Description of the attraction

Royal Crescent is a residential complex in Bath, UK, consisting of 30 houses, built in the shape of a crescent. The complex was designed by architect John Wood Jr. and built between 1767 and 1774. At this time, Bath is experiencing its heyday: in an aristocratic environment, it becomes fashionable to go to rest on the water, and in the summer, Bath turned into the center of social life in Great Britain. Naturally, many new buildings are being built in the city, and it is to this time that the masterpieces of Georgian architecture, which Bath is famous for, belong.

At first, the complex was simply called the Crescent, the epithet "Royal" was added at the end of the 18th century, when Frederick, Duke of York and Albany, lived in houses 1 and 16.

John Wood only designed the façade of this complex, decorated with Ionic columns. The future owners of the houses bought themselves a plot of the façade and hired their own architect to construct the building. The result is a unique structure - with a single facade, the back side of the houses is a chaotic mixture of buildings of different layouts and roofs of different heights. "Royal facade and backyard cooks" - this is the name of this style in Bath.
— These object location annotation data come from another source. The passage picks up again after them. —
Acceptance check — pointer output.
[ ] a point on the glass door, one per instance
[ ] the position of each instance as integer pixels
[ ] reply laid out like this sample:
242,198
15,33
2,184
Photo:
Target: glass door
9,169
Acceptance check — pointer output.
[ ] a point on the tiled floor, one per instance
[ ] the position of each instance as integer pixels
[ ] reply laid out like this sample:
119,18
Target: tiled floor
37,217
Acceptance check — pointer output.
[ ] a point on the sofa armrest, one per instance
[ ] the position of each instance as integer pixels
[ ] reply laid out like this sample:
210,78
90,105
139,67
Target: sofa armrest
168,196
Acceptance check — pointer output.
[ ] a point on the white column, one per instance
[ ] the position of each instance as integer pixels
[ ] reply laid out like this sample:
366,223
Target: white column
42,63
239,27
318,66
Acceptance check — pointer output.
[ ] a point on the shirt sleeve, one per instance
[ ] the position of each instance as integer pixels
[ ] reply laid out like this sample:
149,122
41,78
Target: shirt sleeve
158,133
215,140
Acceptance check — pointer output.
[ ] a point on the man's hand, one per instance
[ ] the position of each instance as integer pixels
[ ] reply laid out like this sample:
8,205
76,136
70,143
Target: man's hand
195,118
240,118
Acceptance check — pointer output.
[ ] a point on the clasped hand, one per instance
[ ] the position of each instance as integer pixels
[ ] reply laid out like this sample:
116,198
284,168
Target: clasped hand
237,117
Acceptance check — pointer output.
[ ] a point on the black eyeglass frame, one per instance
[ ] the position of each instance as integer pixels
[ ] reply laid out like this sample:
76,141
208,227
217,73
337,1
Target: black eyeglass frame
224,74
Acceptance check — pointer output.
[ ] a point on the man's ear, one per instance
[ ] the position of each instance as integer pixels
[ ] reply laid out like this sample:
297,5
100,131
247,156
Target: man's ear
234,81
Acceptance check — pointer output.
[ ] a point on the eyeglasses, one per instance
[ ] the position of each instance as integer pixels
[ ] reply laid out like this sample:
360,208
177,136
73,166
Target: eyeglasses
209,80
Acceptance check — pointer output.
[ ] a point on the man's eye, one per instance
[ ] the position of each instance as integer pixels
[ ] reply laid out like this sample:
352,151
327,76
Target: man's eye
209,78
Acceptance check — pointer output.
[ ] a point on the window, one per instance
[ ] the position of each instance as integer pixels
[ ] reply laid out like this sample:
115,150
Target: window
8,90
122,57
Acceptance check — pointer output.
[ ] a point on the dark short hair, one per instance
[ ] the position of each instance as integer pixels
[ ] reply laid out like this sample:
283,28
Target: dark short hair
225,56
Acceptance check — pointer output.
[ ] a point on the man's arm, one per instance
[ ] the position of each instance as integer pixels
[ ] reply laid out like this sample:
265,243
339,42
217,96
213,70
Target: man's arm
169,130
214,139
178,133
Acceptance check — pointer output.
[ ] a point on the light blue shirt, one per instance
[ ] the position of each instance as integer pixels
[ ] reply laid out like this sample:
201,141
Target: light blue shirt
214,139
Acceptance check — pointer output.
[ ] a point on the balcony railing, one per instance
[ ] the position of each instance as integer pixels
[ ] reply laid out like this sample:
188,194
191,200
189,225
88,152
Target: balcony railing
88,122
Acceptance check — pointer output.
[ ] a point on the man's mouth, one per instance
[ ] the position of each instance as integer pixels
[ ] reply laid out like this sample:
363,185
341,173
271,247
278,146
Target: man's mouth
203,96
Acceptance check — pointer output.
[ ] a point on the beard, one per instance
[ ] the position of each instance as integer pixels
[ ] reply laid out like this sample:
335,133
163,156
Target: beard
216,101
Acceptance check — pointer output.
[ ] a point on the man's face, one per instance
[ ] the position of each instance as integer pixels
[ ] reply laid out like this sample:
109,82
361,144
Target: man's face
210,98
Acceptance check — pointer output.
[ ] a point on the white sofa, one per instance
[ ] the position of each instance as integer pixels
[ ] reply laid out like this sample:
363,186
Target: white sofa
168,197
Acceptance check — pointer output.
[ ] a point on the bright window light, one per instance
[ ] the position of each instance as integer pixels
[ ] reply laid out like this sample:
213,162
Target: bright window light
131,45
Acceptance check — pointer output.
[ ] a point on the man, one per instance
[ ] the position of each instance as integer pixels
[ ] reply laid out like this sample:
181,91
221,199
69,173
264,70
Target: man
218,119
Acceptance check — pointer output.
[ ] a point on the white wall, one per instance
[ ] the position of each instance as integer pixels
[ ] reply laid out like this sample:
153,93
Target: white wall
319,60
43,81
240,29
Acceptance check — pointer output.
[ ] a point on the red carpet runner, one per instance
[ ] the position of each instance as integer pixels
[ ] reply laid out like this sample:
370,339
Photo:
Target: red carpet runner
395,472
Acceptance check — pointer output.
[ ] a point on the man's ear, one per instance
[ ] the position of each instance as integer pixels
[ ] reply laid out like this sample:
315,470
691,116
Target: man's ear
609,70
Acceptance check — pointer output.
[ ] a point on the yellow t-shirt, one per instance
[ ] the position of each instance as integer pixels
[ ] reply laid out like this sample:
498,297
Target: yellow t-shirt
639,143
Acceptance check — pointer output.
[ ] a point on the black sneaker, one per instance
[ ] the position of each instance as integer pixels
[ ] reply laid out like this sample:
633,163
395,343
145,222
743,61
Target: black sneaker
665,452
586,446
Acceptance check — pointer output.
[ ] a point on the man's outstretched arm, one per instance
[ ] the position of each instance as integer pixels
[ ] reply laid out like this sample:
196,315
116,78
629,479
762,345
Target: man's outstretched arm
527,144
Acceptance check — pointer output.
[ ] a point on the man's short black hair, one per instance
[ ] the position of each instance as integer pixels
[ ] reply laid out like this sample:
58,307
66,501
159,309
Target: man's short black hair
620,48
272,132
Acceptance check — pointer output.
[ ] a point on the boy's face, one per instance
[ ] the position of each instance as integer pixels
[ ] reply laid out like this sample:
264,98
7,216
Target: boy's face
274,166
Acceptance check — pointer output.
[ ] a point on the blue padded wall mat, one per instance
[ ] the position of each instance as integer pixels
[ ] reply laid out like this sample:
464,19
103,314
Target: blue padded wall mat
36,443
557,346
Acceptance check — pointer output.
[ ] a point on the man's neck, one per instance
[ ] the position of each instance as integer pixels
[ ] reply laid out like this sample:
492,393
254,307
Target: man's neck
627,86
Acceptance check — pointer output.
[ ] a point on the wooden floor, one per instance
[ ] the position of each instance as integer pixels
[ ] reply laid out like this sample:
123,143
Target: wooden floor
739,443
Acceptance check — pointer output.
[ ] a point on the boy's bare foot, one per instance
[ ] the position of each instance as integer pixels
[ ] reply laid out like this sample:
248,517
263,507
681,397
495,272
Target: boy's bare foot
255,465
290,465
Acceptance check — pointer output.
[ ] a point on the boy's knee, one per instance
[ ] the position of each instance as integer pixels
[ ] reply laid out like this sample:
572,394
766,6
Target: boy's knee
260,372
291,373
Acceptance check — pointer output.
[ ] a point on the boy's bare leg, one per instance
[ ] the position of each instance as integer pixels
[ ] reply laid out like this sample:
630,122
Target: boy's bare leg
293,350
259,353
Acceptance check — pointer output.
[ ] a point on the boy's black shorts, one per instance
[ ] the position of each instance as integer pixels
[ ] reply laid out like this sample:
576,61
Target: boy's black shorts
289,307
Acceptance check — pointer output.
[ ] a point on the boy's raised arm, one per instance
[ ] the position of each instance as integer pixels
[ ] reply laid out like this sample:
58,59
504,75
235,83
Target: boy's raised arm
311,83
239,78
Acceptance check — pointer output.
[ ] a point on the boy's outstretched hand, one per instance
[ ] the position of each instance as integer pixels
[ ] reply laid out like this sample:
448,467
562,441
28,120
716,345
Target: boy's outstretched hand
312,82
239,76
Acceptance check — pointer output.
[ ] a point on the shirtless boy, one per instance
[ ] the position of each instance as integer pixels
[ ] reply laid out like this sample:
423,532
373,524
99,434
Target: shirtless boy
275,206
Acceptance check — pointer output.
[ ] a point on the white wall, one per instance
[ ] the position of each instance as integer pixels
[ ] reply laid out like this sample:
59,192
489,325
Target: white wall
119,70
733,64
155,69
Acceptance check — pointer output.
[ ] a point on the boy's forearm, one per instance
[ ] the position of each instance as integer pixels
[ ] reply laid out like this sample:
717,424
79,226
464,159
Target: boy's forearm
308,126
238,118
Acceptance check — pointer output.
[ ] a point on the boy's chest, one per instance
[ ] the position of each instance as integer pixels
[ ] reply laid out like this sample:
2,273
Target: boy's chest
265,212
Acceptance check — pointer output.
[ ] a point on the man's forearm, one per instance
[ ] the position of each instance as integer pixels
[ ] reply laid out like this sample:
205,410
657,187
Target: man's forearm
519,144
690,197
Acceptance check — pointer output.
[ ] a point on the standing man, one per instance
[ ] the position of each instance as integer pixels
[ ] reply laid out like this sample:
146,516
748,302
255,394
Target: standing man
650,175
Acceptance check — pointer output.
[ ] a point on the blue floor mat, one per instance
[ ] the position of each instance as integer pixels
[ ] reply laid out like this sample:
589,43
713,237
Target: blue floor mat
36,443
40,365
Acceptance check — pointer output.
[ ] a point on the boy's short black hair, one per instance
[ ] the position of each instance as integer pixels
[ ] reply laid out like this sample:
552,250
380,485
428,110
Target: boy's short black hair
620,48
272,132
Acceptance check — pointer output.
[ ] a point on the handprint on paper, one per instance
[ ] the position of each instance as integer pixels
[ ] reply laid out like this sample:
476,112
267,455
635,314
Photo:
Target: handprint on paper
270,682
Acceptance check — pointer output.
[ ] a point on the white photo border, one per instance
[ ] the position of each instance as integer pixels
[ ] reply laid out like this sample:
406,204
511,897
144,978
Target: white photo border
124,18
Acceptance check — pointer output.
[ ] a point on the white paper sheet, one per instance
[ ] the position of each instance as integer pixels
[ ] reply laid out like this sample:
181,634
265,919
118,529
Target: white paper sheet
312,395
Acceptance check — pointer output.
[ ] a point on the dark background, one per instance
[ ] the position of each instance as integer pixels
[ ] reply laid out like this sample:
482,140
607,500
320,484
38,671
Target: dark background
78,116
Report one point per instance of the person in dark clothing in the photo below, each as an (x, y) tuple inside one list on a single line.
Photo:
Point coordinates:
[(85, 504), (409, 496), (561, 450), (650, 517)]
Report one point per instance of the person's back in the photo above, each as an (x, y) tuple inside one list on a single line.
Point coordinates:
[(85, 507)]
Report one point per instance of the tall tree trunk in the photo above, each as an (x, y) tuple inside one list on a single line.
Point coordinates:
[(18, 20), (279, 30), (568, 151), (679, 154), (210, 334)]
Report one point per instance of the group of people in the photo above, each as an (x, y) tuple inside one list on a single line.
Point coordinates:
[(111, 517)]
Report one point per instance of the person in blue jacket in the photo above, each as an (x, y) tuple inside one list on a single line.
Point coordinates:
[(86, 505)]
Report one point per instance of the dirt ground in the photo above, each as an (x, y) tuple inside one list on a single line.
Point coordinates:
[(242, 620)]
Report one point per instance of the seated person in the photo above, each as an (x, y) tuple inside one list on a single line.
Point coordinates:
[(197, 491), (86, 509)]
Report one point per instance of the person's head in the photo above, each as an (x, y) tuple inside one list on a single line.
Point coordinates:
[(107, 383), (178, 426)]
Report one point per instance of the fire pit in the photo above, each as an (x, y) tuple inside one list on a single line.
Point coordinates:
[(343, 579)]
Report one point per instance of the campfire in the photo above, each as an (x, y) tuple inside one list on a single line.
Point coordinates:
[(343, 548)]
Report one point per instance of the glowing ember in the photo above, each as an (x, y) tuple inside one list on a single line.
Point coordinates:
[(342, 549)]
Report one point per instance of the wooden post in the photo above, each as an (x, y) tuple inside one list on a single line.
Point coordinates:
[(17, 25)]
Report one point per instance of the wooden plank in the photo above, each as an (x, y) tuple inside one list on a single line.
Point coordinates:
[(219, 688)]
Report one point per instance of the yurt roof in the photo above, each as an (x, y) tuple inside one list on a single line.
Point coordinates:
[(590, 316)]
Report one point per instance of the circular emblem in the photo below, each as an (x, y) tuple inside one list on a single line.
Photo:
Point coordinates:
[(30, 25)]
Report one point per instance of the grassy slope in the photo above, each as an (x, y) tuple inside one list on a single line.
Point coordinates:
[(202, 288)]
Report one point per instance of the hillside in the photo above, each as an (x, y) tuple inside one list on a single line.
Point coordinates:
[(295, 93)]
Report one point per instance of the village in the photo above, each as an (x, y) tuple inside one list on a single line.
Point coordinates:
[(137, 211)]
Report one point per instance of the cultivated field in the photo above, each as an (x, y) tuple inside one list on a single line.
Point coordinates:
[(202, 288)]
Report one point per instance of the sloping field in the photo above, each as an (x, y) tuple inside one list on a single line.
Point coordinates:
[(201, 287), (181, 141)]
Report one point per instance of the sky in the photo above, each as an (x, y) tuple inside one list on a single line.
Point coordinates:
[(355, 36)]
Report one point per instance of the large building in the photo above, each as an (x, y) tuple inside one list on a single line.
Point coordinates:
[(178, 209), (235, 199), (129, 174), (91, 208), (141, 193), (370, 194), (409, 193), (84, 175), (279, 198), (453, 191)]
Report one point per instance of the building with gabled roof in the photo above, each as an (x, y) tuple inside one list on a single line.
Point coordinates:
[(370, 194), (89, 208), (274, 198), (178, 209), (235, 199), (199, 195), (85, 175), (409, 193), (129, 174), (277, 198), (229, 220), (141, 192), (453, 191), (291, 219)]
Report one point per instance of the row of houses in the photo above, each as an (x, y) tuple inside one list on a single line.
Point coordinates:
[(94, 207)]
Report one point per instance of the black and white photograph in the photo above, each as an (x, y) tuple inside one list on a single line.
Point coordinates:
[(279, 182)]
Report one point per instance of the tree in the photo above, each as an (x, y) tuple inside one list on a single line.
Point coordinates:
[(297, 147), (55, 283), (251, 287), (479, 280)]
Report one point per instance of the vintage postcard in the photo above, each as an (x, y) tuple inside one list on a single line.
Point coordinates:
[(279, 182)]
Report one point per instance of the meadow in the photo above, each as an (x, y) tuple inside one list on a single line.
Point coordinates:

John Wood Jr., like his father John Wood Sr., was interested in occult and Masonic symbols. Some find these symbols in their buildings. The Royal Crescent and the nearby Circle - three curved buildings in an arc, and a circular square in the middle, by John Wood Sr. - symbolize the moon and the sun, and the Circle with adjacent Gay Street and Queens Square in the plan form a key - also one of Masonic symbols.

Famous people lived in these houses at different times: Marie-Louise de Lamballe, maid of honor of Queen Marie Antoinette, Prince Frederick Duke of York and Albany, poet and playwright Richard Sheridan. Here was born the "Society of Blue Stockings" - this was the name of the salon of Lady Elizabeth Montagu.

Now house number 1 houses a museum, and houses number 15 and 16 are merged, and there is a hotel.